Summary and Contributions: This paper analyzes a boosting algorithm that is related to multi-scale GNN, for optimization and generalization bounds. It also provides empirical observations for the boosting algorithm.

Strengths: The claims are sound, the paper is not too incremental, and relevant to the NeurIPS community.

Weaknesses: The claims are sound, but somewhat trivial given previous results. The proofs are simply the combinations of standard known results. So, this paper does not provide a new proof technique or insights in terms of theory. But, it applies that to an interesting question about multi-scale GNN, which is good.
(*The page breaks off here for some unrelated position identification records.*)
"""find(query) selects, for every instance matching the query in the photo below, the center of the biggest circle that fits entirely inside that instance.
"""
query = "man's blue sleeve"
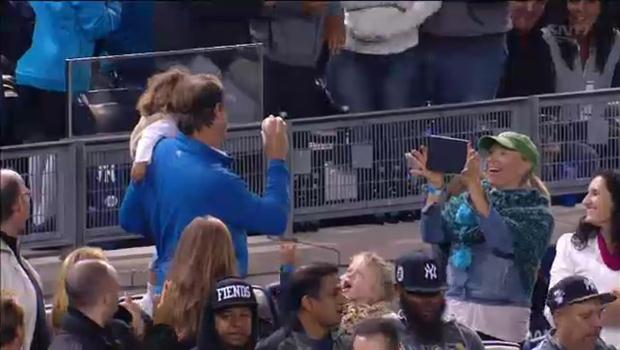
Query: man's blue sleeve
(267, 214)
(98, 18)
(131, 214)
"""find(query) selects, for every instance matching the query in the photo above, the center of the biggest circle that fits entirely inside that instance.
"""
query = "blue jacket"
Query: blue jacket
(187, 179)
(65, 29)
(135, 33)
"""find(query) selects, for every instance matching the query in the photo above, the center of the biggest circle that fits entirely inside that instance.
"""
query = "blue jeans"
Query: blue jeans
(463, 69)
(376, 82)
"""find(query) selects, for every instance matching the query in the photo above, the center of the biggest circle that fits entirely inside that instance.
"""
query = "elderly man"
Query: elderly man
(93, 289)
(16, 274)
(577, 307)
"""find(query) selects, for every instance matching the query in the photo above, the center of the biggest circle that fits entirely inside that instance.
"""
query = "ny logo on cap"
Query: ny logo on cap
(430, 271)
(589, 285)
(400, 274)
(558, 296)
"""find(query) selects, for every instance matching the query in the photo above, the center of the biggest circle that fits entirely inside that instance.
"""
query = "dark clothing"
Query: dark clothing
(41, 337)
(219, 23)
(287, 339)
(455, 336)
(292, 89)
(550, 343)
(42, 115)
(529, 69)
(80, 332)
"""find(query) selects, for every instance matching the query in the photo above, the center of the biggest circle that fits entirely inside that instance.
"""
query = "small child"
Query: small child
(11, 323)
(156, 120)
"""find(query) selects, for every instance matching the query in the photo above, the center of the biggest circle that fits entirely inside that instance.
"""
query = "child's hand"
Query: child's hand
(288, 253)
(138, 171)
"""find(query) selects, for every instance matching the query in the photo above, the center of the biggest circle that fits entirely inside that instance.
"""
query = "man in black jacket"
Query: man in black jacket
(93, 288)
(314, 304)
(230, 319)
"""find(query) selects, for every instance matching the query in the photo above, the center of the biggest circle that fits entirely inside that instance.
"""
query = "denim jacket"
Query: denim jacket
(495, 275)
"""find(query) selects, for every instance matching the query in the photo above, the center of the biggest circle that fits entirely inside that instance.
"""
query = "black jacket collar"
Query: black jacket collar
(75, 322)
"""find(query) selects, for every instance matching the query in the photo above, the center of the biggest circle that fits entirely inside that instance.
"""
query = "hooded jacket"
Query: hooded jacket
(18, 277)
(63, 30)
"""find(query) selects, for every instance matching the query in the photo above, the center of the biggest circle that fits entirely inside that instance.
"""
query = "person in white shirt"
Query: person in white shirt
(593, 251)
(378, 68)
(156, 121)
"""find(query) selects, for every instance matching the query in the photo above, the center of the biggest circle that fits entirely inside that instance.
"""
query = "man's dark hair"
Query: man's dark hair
(86, 281)
(307, 281)
(9, 195)
(194, 101)
(11, 319)
(380, 326)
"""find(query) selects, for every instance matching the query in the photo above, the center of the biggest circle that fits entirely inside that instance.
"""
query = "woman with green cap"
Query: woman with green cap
(497, 231)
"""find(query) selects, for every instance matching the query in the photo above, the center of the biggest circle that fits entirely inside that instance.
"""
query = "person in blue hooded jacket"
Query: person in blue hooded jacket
(190, 176)
(63, 30)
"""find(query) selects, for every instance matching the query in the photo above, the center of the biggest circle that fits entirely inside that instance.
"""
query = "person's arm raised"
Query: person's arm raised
(432, 225)
(238, 206)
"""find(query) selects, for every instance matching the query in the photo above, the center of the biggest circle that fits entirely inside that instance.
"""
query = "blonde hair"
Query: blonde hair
(204, 255)
(61, 301)
(160, 89)
(385, 273)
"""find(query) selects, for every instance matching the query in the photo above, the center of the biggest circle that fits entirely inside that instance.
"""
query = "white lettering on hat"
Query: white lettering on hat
(558, 296)
(234, 292)
(430, 271)
(400, 274)
(589, 285)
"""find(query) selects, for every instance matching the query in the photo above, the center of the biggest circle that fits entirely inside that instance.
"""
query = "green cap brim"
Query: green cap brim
(486, 142)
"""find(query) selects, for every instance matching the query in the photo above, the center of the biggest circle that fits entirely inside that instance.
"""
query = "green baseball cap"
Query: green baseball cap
(513, 141)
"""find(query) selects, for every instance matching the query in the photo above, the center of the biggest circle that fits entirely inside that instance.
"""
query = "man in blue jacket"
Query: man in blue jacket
(62, 30)
(190, 176)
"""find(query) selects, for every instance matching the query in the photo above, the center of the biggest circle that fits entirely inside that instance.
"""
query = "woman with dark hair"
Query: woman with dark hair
(585, 49)
(593, 251)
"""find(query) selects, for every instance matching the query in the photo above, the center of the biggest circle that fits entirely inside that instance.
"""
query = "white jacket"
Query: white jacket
(385, 27)
(13, 279)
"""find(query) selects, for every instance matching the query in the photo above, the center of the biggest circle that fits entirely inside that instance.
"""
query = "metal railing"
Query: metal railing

Correctness: The claims seem to be correct overall. The claim on "test error bound monotonically decreasing with depth" should be deleted for sure. This is not supported by the results here. This claim requires the several assumptions implicitly made in this paper that are not validated and would be invalidated in the future. First, the test error bound in theorem 2 contains D^(t), which contains 2^L factor, which increases exponentially as the depth increases. There are also other terms that can increase as depth increase. Therefore, "the test error bound monotonically decreasing with depth" is not valid, and I suspect the opposite: this test error bound indeed increases with depth for practical cases. But, I understand that this seems to stem from discrepancy in terminology at first glance. Depth in this paper means depth in aggregation functions over t, instead of depth for classification networks L. But, depth in aggregation functions do not contain any nonlinear activation, which is the reason why this bound does not contain 2^T factor or other factor that grows exponentially in t in the test error bound. If we use non-linearity in-between aggregation functions G, we have the same issue for depth in aggregation functions over t too. Therefore, this is not just due to the discrepancy in terminology, but fundamental in proof.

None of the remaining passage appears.